Our guesthouse is brand new so it’s doubtful we have any decomposing animals in it…and I searched for anything that could be the cause. Even went through the trash like a CSI agent!
@Gillian166 Technically low altitude Ozone IS bad for the environment but I suspect the quantity produced by an Ozone machine for a couple of hours is less harmful compared to say leaving windows open for days in the winter.
@Mike-And-Jane0 just googling that
"Elevated exposures to ozone can affect sensitive vegetation and ecosystems, including forests, parks, wildlife refuges and wilderness areas. In particular, ozone can harm sensitive vegetation during the growing season."

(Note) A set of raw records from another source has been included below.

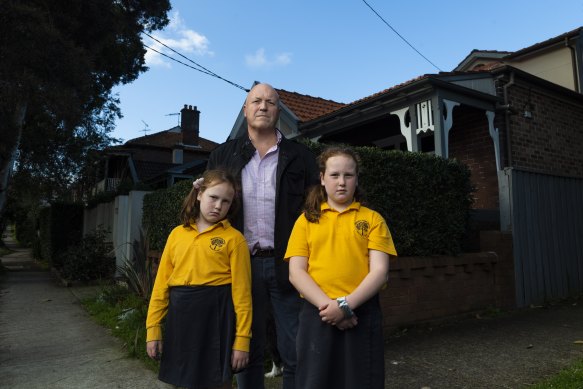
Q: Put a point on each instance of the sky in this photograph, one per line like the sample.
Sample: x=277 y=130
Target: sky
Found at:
x=338 y=50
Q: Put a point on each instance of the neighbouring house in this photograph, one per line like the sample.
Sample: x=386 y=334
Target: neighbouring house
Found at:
x=158 y=160
x=516 y=119
x=149 y=162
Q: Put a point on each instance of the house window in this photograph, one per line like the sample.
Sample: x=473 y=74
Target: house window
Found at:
x=177 y=156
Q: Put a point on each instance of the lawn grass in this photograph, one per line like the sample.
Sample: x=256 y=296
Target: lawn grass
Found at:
x=124 y=314
x=569 y=378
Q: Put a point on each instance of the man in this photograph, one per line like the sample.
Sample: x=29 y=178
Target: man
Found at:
x=274 y=174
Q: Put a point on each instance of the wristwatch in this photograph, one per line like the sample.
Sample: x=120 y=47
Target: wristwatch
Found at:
x=343 y=305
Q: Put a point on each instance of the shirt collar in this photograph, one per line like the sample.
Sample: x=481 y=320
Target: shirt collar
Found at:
x=225 y=223
x=326 y=207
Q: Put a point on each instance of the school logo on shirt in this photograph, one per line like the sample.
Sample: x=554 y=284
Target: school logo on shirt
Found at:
x=217 y=243
x=362 y=227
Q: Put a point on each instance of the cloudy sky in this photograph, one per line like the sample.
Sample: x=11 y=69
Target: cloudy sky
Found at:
x=338 y=50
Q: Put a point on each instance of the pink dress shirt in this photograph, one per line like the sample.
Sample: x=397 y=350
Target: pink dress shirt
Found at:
x=258 y=179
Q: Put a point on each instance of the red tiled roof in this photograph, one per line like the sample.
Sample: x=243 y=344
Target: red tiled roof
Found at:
x=149 y=169
x=419 y=78
x=557 y=39
x=307 y=107
x=168 y=139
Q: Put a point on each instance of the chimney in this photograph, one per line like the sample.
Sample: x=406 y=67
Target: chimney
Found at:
x=189 y=124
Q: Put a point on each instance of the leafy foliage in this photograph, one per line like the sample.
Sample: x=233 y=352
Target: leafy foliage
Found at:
x=161 y=210
x=91 y=259
x=59 y=226
x=138 y=271
x=124 y=314
x=424 y=199
x=59 y=61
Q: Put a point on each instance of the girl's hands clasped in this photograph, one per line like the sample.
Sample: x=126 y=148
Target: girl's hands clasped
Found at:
x=333 y=315
x=154 y=349
x=239 y=360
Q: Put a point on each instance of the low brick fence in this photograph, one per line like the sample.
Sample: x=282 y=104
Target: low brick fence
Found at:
x=426 y=289
x=429 y=289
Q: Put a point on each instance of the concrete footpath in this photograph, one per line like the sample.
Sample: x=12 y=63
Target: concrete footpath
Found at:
x=47 y=340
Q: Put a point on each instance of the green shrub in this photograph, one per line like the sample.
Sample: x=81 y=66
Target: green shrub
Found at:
x=91 y=259
x=424 y=199
x=138 y=272
x=60 y=227
x=161 y=211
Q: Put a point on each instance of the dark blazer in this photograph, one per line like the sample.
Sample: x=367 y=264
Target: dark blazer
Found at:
x=296 y=172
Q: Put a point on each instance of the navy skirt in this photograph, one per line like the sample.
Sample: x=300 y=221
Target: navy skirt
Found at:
x=198 y=337
x=349 y=359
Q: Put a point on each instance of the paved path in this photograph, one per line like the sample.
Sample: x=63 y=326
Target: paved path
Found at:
x=48 y=341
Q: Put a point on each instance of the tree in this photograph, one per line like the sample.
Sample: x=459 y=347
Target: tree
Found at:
x=59 y=60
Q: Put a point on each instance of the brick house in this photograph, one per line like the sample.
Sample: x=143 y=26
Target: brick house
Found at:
x=515 y=118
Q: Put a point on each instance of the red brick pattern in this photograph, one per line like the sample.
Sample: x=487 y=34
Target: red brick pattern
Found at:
x=470 y=142
x=551 y=141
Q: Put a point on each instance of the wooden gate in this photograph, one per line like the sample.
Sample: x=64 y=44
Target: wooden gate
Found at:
x=547 y=228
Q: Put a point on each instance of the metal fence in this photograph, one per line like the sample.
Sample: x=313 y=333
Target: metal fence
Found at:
x=547 y=227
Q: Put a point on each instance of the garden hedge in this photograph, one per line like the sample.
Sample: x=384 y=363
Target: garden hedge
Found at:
x=425 y=200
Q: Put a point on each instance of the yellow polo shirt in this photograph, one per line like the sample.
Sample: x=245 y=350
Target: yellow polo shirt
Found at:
x=337 y=246
x=216 y=256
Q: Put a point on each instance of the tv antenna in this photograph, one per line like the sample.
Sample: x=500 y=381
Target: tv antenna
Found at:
x=146 y=128
x=175 y=114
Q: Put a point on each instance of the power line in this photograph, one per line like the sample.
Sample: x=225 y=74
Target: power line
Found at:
x=400 y=36
x=200 y=68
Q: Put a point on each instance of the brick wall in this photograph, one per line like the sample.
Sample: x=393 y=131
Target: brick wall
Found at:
x=470 y=142
x=430 y=289
x=551 y=141
x=427 y=289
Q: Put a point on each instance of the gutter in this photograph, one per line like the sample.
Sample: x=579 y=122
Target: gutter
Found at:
x=507 y=114
x=574 y=65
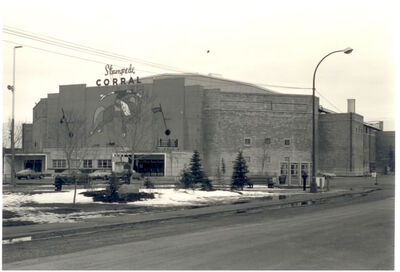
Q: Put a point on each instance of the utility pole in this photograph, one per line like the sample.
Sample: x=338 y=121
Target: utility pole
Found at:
x=12 y=88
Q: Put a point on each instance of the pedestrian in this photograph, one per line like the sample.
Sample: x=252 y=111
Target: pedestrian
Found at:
x=304 y=176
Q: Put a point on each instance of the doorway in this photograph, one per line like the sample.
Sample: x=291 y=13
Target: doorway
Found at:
x=149 y=164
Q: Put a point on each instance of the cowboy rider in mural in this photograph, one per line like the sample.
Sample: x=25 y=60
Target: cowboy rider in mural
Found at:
x=123 y=108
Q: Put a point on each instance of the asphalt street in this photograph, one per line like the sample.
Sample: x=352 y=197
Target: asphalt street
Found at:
x=358 y=235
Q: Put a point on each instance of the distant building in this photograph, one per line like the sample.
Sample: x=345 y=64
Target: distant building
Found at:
x=215 y=116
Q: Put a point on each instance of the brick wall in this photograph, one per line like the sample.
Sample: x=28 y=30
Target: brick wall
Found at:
x=385 y=146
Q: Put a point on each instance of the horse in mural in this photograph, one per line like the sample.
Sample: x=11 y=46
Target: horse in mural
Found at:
x=123 y=108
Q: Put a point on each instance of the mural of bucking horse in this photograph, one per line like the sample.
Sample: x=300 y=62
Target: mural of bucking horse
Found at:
x=124 y=108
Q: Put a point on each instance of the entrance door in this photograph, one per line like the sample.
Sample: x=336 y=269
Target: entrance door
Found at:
x=283 y=178
x=306 y=168
x=294 y=174
x=35 y=165
x=149 y=164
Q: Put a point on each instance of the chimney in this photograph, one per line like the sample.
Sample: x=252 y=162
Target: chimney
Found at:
x=381 y=125
x=351 y=105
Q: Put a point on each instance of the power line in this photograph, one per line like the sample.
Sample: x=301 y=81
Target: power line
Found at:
x=89 y=50
x=151 y=72
x=81 y=48
x=67 y=55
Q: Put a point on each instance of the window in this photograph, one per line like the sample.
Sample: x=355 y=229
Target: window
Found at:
x=294 y=169
x=284 y=168
x=87 y=163
x=59 y=163
x=75 y=163
x=104 y=164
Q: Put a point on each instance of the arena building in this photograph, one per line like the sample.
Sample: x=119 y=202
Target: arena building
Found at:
x=157 y=122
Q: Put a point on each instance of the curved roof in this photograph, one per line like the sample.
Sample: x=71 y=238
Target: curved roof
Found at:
x=213 y=82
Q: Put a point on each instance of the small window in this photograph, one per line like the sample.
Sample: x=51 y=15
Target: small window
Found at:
x=87 y=163
x=59 y=163
x=104 y=164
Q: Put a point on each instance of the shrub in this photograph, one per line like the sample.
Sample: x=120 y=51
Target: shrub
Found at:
x=112 y=189
x=186 y=180
x=239 y=178
x=148 y=184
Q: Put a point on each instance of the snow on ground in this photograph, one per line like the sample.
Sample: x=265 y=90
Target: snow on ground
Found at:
x=164 y=197
x=187 y=197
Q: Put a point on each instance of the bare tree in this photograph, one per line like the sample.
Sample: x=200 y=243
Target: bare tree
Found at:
x=72 y=136
x=7 y=134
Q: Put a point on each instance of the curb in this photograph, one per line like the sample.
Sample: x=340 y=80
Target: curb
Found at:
x=229 y=208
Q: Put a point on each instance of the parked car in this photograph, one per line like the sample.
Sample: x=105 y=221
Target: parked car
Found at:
x=69 y=177
x=28 y=174
x=100 y=174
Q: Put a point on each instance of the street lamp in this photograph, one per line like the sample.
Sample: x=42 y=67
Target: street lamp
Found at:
x=313 y=185
x=12 y=89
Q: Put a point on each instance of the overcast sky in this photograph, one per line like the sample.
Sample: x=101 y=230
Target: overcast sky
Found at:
x=262 y=42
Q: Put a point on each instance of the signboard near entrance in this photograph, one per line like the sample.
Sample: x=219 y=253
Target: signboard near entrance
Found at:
x=110 y=71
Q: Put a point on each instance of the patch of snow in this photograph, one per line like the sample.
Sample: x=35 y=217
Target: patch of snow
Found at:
x=185 y=197
x=163 y=197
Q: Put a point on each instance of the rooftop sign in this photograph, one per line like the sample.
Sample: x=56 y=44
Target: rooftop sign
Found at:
x=110 y=71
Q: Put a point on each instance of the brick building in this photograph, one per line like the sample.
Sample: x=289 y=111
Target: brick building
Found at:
x=215 y=116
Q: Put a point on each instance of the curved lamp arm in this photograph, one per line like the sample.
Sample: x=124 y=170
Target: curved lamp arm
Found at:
x=347 y=50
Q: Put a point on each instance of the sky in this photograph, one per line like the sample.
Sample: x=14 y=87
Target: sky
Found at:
x=261 y=42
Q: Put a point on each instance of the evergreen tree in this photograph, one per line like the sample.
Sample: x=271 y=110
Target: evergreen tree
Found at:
x=223 y=167
x=218 y=176
x=197 y=173
x=239 y=178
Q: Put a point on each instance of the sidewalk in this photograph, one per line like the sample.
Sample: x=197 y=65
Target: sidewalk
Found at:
x=42 y=231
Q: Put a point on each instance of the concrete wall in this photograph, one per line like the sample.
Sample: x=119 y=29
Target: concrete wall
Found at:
x=341 y=139
x=369 y=142
x=229 y=118
x=27 y=145
x=385 y=148
x=39 y=125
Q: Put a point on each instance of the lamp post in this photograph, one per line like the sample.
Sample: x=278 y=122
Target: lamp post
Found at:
x=313 y=185
x=12 y=88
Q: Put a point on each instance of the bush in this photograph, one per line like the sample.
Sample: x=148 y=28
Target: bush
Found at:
x=239 y=175
x=186 y=180
x=101 y=196
x=112 y=189
x=148 y=184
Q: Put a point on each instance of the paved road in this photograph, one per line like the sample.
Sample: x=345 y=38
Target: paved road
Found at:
x=356 y=236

so if it's in a room with a pongy smell and you run it for 1 hour, how does it effect forests and wildlife?
here's some info (but as i'm not a scientist i can't say it's correct):
As ozone is created it floats freely in the air and water. By nature it is an unstable molecule and has a half-life of approximately 20 minutes. Shortly after ozone is created it begins to break back down. It will cast off the first ozone atom, which will recombine with either another oxygen atom, reverting back to simple Oxygen (O2), or it will recombine with another gaseous element forming an inert gas losing all of its odor characteristics.
If this is true, it's not really doing any harm in your living room situation.
There's people in society who have private medical matters who also have the joys of a bag attached to their bodies for toileting purposes.
Not everyone is so fortunate in life to go through life in a breeze.
Perhaps your Guest was one such person who is carrying a Bag attached to their body and they didn't wish to disclose such a personal matter.
These people are also sensitive to the smells they carry around with them.
Write it off as a lesson in life and be thankful for the life you are blessed with.
All the best
Hi Helen…thanks for your reply. As a nurse with over 30 years of ER and ICU experience, I am well aware of colostomies and ileostomies. This was not the smell…I actually think it was a fungating wound (which is in essence, a wound where the flesh is decomposing. A dreadful diagnosis to have but it still left me with an uninhabitable guest space for a week. Thankfully I didn’t have my usual back to back guests, I certainly would not have stayed in a place that smelt so disgusting, and would have demanded my money back.